The number type in TypeScript (and JavaScript) doesn't have an id property. To use a property on a union type without protective type checking (to bust the union type), the properties must have the same name and type. For example if the user property were defined like this:

user: IOtherThing|ISimpleUser;

and IOtherThing had an id property, then it would work.

I am guessing, but you probably will have to do something like this:

var getId = (id: number | IMember) => {
        if (typeof id === "number") {
            return id;
        } else {
            return id.id;
        }
    };
return angular.forEach<resources.IMember>(this.project.members,
    (member: resources.IMember) => {
        return getId(member.user.id) === getId(user);
    }).length > 0;

Typescript doesn't know how to deal with member.user in your foreach, you need to put the logic in a typeof if statement:

return angular.forEach<resources.IMember>(this.project.members, (member: resources.IMember) => {
    var memberUser = member.user;

    if(typeof memberUser === 'number'){
        return memberUser === user.id;
    } else if (typeof member.user === 'object') {
        return memberUser.id === user.id;
    }
}).length > 0;

By using the typeof TypeScript can infer which type you want to use at which point.

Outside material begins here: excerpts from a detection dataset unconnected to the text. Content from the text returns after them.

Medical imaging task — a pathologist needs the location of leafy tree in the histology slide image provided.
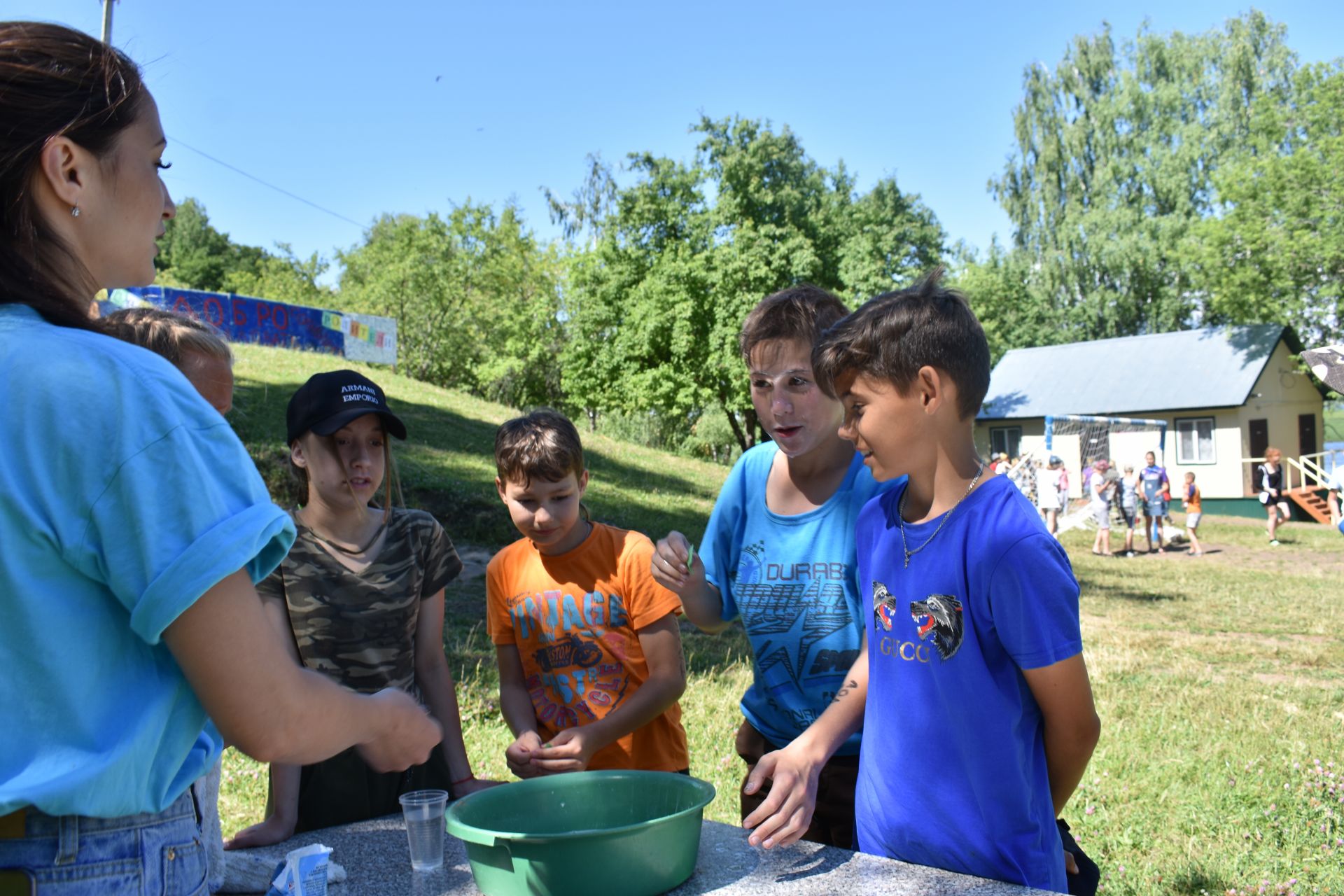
[155,196,267,291]
[547,117,944,450]
[950,241,1070,364]
[1195,62,1344,342]
[339,202,564,406]
[989,12,1293,339]
[223,243,335,307]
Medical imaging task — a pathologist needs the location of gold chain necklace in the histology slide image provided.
[897,463,985,570]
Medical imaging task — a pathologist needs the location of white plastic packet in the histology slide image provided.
[266,844,332,896]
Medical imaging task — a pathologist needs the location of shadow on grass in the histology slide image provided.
[681,620,751,674]
[1079,575,1185,603]
[1164,865,1230,896]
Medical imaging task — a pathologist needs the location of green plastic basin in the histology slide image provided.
[445,771,714,896]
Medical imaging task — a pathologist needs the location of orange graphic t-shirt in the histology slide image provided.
[485,523,690,771]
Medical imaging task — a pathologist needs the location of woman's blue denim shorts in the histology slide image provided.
[0,790,210,896]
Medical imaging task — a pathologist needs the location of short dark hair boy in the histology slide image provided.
[653,284,886,849]
[746,274,1100,892]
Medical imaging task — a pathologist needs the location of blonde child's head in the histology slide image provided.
[102,307,234,414]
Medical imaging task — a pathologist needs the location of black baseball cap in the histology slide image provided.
[285,371,406,443]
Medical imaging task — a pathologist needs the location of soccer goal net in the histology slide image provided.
[1008,414,1167,532]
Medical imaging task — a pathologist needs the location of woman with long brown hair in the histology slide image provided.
[0,22,440,896]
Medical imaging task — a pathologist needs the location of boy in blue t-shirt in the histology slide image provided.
[1138,451,1170,554]
[652,286,879,849]
[745,274,1100,890]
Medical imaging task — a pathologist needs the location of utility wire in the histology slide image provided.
[172,137,365,230]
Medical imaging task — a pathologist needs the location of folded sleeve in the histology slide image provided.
[67,415,294,643]
[989,532,1084,669]
[485,552,514,645]
[621,532,681,631]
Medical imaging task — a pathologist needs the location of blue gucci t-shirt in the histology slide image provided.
[855,475,1082,892]
[700,442,887,756]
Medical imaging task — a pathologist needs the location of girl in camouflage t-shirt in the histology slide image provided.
[230,371,492,848]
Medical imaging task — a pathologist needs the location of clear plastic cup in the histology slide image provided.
[400,790,447,871]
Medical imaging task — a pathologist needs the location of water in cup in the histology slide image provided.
[400,790,447,871]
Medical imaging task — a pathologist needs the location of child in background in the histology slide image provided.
[226,371,493,849]
[1182,473,1204,557]
[485,410,690,778]
[102,307,234,414]
[1255,447,1289,548]
[745,274,1100,892]
[653,286,879,849]
[1036,454,1068,538]
[1119,463,1138,557]
[1138,451,1170,554]
[1087,461,1116,557]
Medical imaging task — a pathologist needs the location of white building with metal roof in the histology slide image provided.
[976,323,1324,513]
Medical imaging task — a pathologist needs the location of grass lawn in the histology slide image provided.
[220,346,1344,896]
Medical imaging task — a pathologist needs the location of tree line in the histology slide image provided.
[159,12,1344,461]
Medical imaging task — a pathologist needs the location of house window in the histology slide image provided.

Alternatively if you know your list only contains ISimpleUser, then you could cast the member.user i.e var memberUser = <ISimpleUser> member.user;

You will need to do some type checking and casting to handle this scenario:

(member: resources.IMember) => {
  return member.user.id == user.id;
  if (typeof (member.user) === 'number') {
    return member.user == user.id;
  } else {
    return (<ISimpleUser>member.user).id == user.id;
  }
}).length > 0;

Just because you know the possible types at code/design time does not mean that the compiles code knows types at run time. So you can check the type of member.user to see if it is a number then conditionally do your comparison.